Why generic AI isn’t enough: The power of bespoke AI
Many organisations experiment with generative AI in marketing, but success comes from using AI tailored to a company’s needs. Off-the-shelf GenAI tools can automate tasks, but they lack the strategic insights to truly enhance marketing efforts.
Bespoke AI solutions – like those offered by OLIVER’s Pencil—go beyond simple automation.
Pencil is the world’s number one generative AI marketing platform, named by Fast Company as a Most Innovative Company in 2024. Over three months, it created 235,000 pieces of content for three of the world’s top 10 largest global advertisers, delivering them 62% faster, 55% cheaper, and with a 40% better ROI.
Built on Open AI’s GPT family of large language models (LLMs), in minutes it generates multiple channel-ready ads and copy by looking at a brand’s objectives, assets and preferences.

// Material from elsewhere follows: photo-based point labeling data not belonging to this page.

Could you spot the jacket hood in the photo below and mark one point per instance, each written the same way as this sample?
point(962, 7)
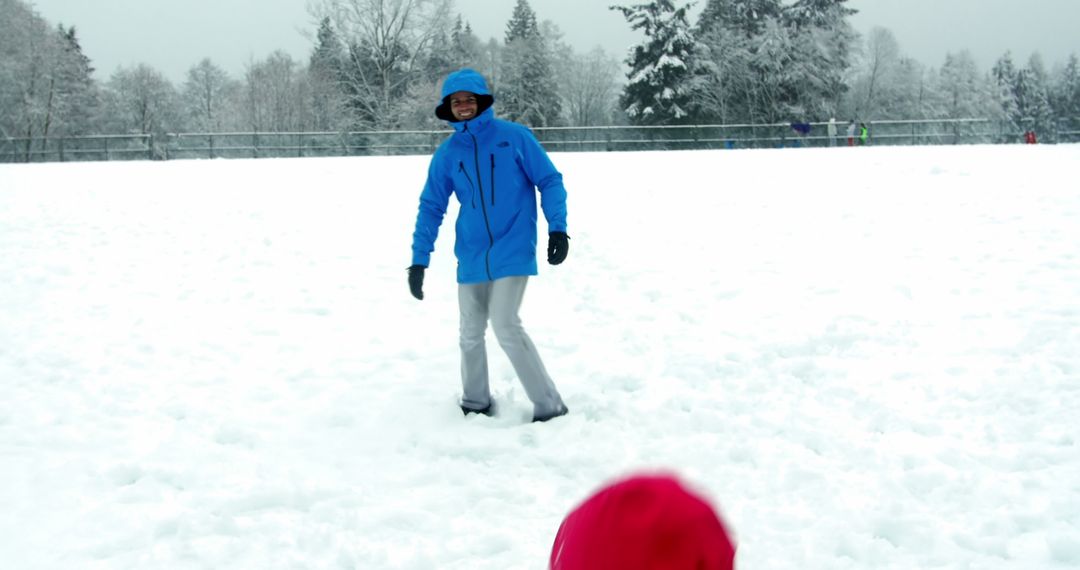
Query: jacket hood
point(463, 80)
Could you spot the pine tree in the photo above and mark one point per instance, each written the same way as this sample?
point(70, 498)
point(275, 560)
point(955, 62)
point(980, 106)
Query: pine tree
point(1007, 78)
point(466, 46)
point(1038, 111)
point(206, 95)
point(523, 23)
point(527, 92)
point(1067, 98)
point(750, 16)
point(78, 93)
point(824, 14)
point(659, 87)
point(325, 71)
point(961, 89)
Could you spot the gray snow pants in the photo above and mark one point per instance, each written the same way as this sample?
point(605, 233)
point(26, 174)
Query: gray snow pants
point(499, 301)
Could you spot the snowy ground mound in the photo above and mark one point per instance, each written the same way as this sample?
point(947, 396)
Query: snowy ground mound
point(868, 357)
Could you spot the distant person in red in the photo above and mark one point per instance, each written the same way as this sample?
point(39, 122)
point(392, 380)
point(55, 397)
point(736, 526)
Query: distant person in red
point(643, 523)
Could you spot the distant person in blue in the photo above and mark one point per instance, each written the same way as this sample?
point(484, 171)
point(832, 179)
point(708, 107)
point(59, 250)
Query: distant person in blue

It also provides a predicted success rate for each iteration and adds a layer of probability-backed inclusivity to prompts through proprietary Bias Breaker technology.
Filling in the blanks
The shift to AI-powered marketing isn’t just significant in being able to deliver projects at scale that are tightly matched to a business’s specific needs. AI is also defining how brands perform in the digital space, making value judgements on how appropriate one brand is over another.

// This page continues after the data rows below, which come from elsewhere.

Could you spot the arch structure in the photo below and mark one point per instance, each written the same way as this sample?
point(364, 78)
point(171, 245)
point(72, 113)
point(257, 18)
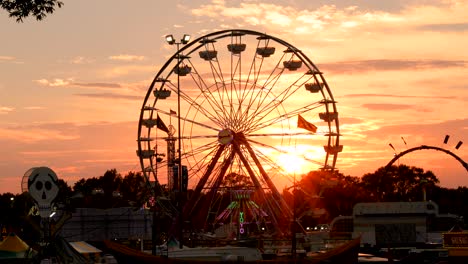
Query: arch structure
point(422, 147)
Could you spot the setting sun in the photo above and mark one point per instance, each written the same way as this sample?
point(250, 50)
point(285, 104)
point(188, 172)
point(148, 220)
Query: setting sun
point(291, 163)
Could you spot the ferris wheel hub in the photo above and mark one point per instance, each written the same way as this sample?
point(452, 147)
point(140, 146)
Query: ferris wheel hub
point(225, 136)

“The large language models (LLMs) are ranking and scoring brands based on how those models are learning about them,” Woodward reveals. Jellyfish, also part of The Brandtech Group, has built a Share of Model™ Platform which creates a single view across the LLMs influencing millions of product decisions every single day.
Take Jaguar, for example. LLMs have learned that the company owns the luxury, traditional, safe brand space. But the brand wants to move into innovation, electric, dynamic. Hence the dramatic departure from its heritage in the latest ad campaign that took the marketing community somewhat by surprise.
“Jaguar had to do something pretty radical, to shift the brand into a new, more innovative mind space.
Now, if I search for innovative, future-facing electric car, Jaguar may start showing up in a way that it didn’t previously. But now they’ve got to follow through and produce the product,” Woodward explains.
The urgency of AI adoption: A 2025 problem
The disruption from generative AI is not a future worry – it’s happening now.
“Whether that’s with OLIVER or someone else, it doesn’t really matter. But we would argue that generative AI technologies configured for you by an in-house team, is particularly powerful,” Woodward suggests. “This is not a 2026 job, it’s a 2025 one. Companies that delay adopting AI risk falling behind competitors already using these technologies for market advantage.”
What this means for procurement teams is that they need to start learning about AI now. Explore what’s available, what it means for your business, how well your business is equipped to adopt it and if it isn’t, how you can get to a place where you can?
As with costs, there’s no more time to be nibbling at the edges. The message is: Be bold, be brave, be radical.